A imprensa já havia esquecido Anne, tiraram algumas fotos que estamparam os jornais por algum tempo, sempre quando entrevistavam a família de Humberto e quando o próprio Humberto deu sua versão da história. A família dele ainda não tinha tomada nenhuma providência judicial, sabiam da fama do herdeiro galinha e também sabiam que Anne estava com Juliana que também iria contra ele caso alguém falasse alguma coisa. A vida pra ele continuou a mesma. Recuperado dos ferimentos, mas ainda de repouso em casa, outra casa, ele marcou o noivado com Poliana. E todos tentavam se concentrar nos preparativos do casamento para abafar o escândalo recente.

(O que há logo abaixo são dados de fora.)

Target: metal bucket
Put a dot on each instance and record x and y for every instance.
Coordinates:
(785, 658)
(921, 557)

Estar acordada para Anne naquele último mês era o melhor que lhe podia acontecer, as noites eram longas e mal dormidas. Se dormia, tinha péssimos pesadelos com Humberto, e se acordava no meio da noite sempre ouvia algo fora da janela e jurava que também era ele. Vivendo sobre o medo constante da possível vingança de Humberto, Anne ajudava Juliana com as coisas da casa, como tarefas domésticas, compras e decoração. Soraia , mãe de Juliana, e Alice as visitavam com freqüência, sempre lhes dando dinheiro e assistência. Mas as duas estavam se dando muito bem, Juliana na verdade sempre foi uma ótima amiga, muito prestativa e cuidadosa com Anne, mas antes Anne nem ligava e nem chegava a notar nenhum esforço, mas agora, ela não só reparava na dedicação da amiga a amizade das duas, como sempre se dispunha a ajudar no que Juliana quisesse. A vida não podia ser mais perfeita, tirando a noite, somente o dia. Então fica assim: Os dias não podiam ser mais perfeitos. Até aquele dia, o dia 29 de março de 1987.

Ainda sentada no alto da casa se segurando nas telhas que ainda se mantinham firmes apesar do aparente tempo em que ali estavam, Anne estava com os olhos fechados, usando os outros sentidos para se aproveitar aquele simples pedacinho de lugar, que nem era tão belo assim, tirando a casa é claro. Mesmo com as pálpebras baixas, a luz do dia foi indo embora, saindo devagar por entre as nuvens, sugada pelos ventos que a arrastava para outro lugar. Estranhando o fato Anne levanta os olhos em busca de esclarecimento. Mas nada estava claro mais como minutos atrás, um grande crepúsculo sombrio cobria cada centímetro daquele lugar incomum. O telhado ainda quente se encontrava debaixo daquela garota assustada, que agora via Humberto em todos os lugares, se escondendo atrás da árvore do jardim, do carro que estava na rua, agachado na grama da casa em frente, enfim em todos os lugares. Juliana apareceu embaixo de Anne caminhando para o meio da rua para observar o que estava acontecendo. Anne podia ver bem melhor dali, que era mais alto. Um eclipse tomava conta dos céus, cobrindo o sol por inteiro estava uma bola negra, soltando pelas bordas flechas douradas que iluminavam pouco lá em baixo. Depois de alguns minutos Anne desceu para se juntar a amiga no jardim. Hipnotizadas pela imagem celestial as duas se manteram ali como muitos vizinhos que também se encontravam na rua para ver o fenômeno. Quando baixou o olhar por um minuto quando realmente sentiu o bebê chutar, Anne vê se aproximando devagar, a pessoa que ela jamais imaginou encontrar de novo, não em vida.

Otton caminhava de cabeça baixa na direção das garotas que agora o olhavam boquiabertas. Juliana olhava de um para o outro e não podia acreditar na visita de Anne Marrie.